One of my favorite features of WPEngine is their integrated
git push for deployment. Instead of manually SFTP’ing files back and forth, you can easily push code changes while keeping your code version controlled.
WPEngine lets you create unlimited transferrable installs, so you can easily use it for all your site development. When it’s time to go live, you simply type in your client’s email address and they’ll get a direct email walking them through the transfer process.
Create a site on WPEngine
From your WPEngine dashboard, click “Add Install” and give it a name. Once created, you can clone an existing live site here by installing the WPEngine Automated Migration plugin on the live site, typing in your WPE install details, and letting it handle the migration of everything.
Once the install has been created, click “Git Push” in the sidebar, type in your name, and paste your SSH public key. This support article by WPEngine will walk you through it.
Open Terminal and initialize git in the top level of the website:
git init. While you could use it to version control everything (WP core, themes, plugins…), it makes sense to limit it to just the code you’re actively editing using a .gitignore file. I limit it to my custom theme and core functionality plugin. Here’s my gitignore file.
If you’ve created a repo on GitHub, click “Clone or Download” (screenshot), copy the URL they give you, and set it up as a remote. For instance, for my EA Starter theme I would use:
git remote add origin [email protected]:billerickson/EA-Starter.git
Go back to the Git Push page in the WPEngine dashboard. In the bottom of the right column you’ll see the two remotes corresponding to your production and staging environment. Add them (make sure you use the correct URL). Example:
git remote add production [email protected]:production/mysite.git git remote add staging [email protected]/mysite.git
Pushing code updates
As you develop your site, periodically commit your changes:
git commit -am 'this is my great commit message'. Push those changes to GitHub:
git push origin master. And when you’re ready to push to your production or staging site, simply push to the remote:
git push production master.
WPEngine will scan the files, make sure there’s no PHP errors, update the correct files, and clear your cache.
I also recommend using WP Migrate DB Pro to push/pull your database and media. If your site has lots of media, skip the media syncing and use BE Media from Production so that your local install will reference the production site for media rather than having to store a copy of everything locally.
You can also migrate entire environments through the WPEngine portal. When you enable the Multi-Environment Site feature, you’ll get three environments: Production, Staging, and Development.
When we are redesigning a website that’s already hosted on WPEngine, we’ll copy the production site to development and build our new theme there. When it’s time to go live, we can push the development environment to production.

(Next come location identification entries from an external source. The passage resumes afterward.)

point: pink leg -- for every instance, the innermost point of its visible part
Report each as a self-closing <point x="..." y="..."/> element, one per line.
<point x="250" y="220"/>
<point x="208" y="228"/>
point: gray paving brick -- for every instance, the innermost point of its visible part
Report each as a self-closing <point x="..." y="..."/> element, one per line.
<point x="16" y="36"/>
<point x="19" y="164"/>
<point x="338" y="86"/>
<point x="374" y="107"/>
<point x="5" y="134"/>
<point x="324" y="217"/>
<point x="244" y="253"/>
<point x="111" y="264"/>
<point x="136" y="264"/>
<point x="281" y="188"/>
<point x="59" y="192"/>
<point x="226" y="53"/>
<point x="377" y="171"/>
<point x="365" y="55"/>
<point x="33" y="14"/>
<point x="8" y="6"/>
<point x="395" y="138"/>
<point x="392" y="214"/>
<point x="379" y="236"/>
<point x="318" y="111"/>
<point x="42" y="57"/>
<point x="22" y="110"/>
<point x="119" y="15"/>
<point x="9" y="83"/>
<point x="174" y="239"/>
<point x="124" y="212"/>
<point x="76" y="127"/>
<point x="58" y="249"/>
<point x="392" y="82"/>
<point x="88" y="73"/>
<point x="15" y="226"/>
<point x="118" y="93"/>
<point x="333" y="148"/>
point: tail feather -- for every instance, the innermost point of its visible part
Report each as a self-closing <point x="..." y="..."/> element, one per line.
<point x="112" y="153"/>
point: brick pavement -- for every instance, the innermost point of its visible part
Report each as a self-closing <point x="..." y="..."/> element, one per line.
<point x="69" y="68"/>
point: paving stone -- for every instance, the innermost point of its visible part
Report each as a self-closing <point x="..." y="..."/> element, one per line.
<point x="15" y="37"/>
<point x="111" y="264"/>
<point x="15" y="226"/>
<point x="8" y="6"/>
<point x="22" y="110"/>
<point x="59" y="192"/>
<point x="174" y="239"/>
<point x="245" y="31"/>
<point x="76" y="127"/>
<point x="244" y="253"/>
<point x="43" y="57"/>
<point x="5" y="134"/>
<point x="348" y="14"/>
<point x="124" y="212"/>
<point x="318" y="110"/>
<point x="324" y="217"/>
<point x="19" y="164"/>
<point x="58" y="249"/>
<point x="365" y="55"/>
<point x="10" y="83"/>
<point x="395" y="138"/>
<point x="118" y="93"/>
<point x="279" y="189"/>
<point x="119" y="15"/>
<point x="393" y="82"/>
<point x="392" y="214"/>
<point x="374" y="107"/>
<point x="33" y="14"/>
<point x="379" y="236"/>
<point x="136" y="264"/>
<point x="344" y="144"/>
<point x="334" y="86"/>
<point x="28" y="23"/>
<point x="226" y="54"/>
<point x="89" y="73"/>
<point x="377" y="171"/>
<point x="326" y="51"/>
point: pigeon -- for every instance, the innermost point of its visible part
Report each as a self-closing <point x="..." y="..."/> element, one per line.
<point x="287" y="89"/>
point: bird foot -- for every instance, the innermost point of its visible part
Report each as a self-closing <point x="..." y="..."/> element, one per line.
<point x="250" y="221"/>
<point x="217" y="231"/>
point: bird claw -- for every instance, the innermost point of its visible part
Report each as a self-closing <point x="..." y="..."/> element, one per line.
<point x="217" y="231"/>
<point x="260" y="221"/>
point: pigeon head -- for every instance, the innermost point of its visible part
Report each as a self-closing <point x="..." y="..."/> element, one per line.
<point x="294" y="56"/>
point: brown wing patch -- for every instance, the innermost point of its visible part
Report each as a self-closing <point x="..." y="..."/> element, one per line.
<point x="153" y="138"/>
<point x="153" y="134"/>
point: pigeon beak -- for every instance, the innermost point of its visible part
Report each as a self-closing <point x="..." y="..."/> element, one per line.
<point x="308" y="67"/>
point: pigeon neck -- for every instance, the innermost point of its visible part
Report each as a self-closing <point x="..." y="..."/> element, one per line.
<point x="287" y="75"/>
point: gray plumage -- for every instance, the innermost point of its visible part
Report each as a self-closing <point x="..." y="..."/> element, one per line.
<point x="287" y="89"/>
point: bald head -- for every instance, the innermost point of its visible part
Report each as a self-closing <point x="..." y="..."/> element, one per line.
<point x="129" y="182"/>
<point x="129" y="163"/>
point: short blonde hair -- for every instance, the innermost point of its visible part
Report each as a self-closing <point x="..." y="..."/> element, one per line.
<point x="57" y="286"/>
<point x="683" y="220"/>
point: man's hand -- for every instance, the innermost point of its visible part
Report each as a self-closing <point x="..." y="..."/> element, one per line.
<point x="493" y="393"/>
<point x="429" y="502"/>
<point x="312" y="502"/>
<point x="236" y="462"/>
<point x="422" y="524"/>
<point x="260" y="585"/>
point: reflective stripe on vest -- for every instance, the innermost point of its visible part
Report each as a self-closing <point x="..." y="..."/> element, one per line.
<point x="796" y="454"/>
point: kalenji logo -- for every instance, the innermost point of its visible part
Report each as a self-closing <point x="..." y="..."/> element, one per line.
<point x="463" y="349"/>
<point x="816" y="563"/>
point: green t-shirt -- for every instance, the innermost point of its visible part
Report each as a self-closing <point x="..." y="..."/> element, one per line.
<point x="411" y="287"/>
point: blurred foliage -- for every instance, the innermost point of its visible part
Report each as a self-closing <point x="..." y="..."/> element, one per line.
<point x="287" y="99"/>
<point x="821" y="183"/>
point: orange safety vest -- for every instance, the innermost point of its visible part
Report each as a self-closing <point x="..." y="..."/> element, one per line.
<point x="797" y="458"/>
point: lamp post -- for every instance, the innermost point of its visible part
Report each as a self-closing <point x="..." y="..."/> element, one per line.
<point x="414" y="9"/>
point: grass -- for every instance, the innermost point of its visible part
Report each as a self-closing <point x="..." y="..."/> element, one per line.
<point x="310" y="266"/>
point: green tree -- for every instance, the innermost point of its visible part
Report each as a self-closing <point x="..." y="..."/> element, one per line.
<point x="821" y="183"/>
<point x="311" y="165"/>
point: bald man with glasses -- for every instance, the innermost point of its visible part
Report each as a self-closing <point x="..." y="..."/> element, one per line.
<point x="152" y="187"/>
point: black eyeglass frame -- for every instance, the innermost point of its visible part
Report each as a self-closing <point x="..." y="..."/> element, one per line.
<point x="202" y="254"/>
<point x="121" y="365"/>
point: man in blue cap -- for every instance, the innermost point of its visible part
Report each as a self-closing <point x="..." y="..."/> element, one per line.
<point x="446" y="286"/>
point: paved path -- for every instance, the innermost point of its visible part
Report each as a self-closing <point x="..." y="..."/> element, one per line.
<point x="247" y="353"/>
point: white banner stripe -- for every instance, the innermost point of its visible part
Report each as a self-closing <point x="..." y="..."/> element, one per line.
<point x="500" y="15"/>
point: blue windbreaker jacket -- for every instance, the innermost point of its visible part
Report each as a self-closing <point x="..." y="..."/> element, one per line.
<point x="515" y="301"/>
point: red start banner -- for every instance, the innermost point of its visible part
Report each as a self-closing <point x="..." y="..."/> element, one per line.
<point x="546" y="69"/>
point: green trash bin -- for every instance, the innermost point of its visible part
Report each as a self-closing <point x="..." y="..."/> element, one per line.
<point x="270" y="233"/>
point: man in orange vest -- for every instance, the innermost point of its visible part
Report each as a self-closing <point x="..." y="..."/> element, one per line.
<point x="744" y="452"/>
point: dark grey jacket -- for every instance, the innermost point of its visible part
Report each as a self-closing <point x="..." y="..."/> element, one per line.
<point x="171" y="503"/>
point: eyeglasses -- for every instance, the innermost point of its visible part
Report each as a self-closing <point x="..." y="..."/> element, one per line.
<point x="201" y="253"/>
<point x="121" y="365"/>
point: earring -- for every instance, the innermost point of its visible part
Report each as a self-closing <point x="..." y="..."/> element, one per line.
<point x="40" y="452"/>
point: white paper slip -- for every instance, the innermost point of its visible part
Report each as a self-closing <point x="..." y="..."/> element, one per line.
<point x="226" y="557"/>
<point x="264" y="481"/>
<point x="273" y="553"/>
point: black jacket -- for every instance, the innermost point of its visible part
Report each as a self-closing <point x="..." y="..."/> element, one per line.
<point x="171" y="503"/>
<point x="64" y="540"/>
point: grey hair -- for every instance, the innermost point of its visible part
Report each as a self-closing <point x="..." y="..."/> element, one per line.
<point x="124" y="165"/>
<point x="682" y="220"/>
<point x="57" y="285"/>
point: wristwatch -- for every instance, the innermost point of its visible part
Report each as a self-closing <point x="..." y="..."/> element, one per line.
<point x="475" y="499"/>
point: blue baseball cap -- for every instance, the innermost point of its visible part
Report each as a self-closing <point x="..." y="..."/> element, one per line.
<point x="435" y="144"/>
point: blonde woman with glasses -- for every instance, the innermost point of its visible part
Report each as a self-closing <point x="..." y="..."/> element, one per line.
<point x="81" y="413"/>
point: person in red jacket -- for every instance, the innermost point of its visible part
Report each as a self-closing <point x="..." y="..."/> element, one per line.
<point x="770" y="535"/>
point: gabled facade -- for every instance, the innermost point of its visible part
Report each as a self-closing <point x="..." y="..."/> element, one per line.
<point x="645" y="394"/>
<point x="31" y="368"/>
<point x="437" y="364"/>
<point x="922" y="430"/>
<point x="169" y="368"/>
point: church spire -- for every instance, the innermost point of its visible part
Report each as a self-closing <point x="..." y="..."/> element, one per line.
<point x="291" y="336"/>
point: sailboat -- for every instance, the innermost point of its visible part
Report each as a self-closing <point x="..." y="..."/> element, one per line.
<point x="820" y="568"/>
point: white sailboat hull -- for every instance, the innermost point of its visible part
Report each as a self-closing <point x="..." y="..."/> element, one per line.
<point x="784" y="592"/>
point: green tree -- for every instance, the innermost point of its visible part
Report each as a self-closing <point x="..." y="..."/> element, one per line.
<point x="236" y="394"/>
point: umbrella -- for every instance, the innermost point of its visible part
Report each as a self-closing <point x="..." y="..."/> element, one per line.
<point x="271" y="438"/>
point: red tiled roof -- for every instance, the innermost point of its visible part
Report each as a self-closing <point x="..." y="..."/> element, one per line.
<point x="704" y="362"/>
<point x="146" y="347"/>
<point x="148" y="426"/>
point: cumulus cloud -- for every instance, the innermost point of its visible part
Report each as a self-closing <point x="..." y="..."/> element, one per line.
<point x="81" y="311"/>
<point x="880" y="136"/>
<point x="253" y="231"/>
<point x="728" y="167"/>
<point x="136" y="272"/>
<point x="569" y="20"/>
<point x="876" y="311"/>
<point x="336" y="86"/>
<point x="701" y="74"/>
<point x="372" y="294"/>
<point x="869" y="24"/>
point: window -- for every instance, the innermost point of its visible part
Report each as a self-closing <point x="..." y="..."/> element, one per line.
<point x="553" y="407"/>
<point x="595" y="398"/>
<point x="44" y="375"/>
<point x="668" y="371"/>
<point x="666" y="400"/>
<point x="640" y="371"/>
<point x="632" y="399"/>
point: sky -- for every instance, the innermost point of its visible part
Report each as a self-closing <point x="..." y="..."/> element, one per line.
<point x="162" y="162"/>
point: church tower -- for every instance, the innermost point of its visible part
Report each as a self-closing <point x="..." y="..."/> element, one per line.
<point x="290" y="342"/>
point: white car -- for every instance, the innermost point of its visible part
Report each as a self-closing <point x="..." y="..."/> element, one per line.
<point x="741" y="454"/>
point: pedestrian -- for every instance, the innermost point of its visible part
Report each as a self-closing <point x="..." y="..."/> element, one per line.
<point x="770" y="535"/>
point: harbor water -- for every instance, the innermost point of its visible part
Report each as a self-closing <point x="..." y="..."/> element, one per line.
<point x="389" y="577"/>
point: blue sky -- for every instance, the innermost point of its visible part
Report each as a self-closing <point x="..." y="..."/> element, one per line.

We often work with food bloggers and publishers who have dozens of new posts and thousands of comments created during the development process, and we don’t want to lose it. When it’s time to launch the new site, we use the following approach to migration:
- Implement a “content freeze” on production. The client should not create or edit any content between now and completion of the redesign launch.
- Make a fresh backup of all three envrionments.
- Deploy the latest production backup to the staging environment
git push staging masterto push the code updates to the staging environment.
- Rebuild everything on staging: setup new plugins, menus, widgets, forms, and update any pages that need new content (ex: Home)
- Do a final review of the staging site with the client.
- Once approved, deploy the staging environment to production, overwriting the production files and database.
Minimize downtime with a hidden feature flag
When you deploy the staging environment to production, the production site becomes inaccessible until the migration is complete. This was by design so there isn’t any data lost during the migration, like ecommerce sales that occur after you press “Deploy” but before the new database is in place.
However, for our clients, we would rather have a few lost comments than an hour of downtime when pushing a large site to production.
There is an unpublished feature that can help. Open up a support chat and request the ‘clone_site_use_deploy_dir’ site config option for the specific install. Since this is a hidden feature, the first person you chat with may be confused so you may need to ask them to escalate.
Once enabled, instead of copying the source site directly to the target site, WPEngine will now copy source to a temporary directory and database, do the data munging (search-replace) on the temporary location, and then move the temporary location to the target. This way the target site doesn’t change while the data munging is happening. The only downtime incurred is the time taken to do the move.
We request this feature flag for all of our clients and have had no noticeable downtime during deployments.
Be careful though. Since the target site is now available during the time of the copy, it introduces potential data loss issues. If any data is written to the target site while the copy is happening, that data will be lost at the end of the copy since it gets overwritten by source. I wouldn’t recommend this approach where important data might be collected during the migration, like ecommerce or membership sites.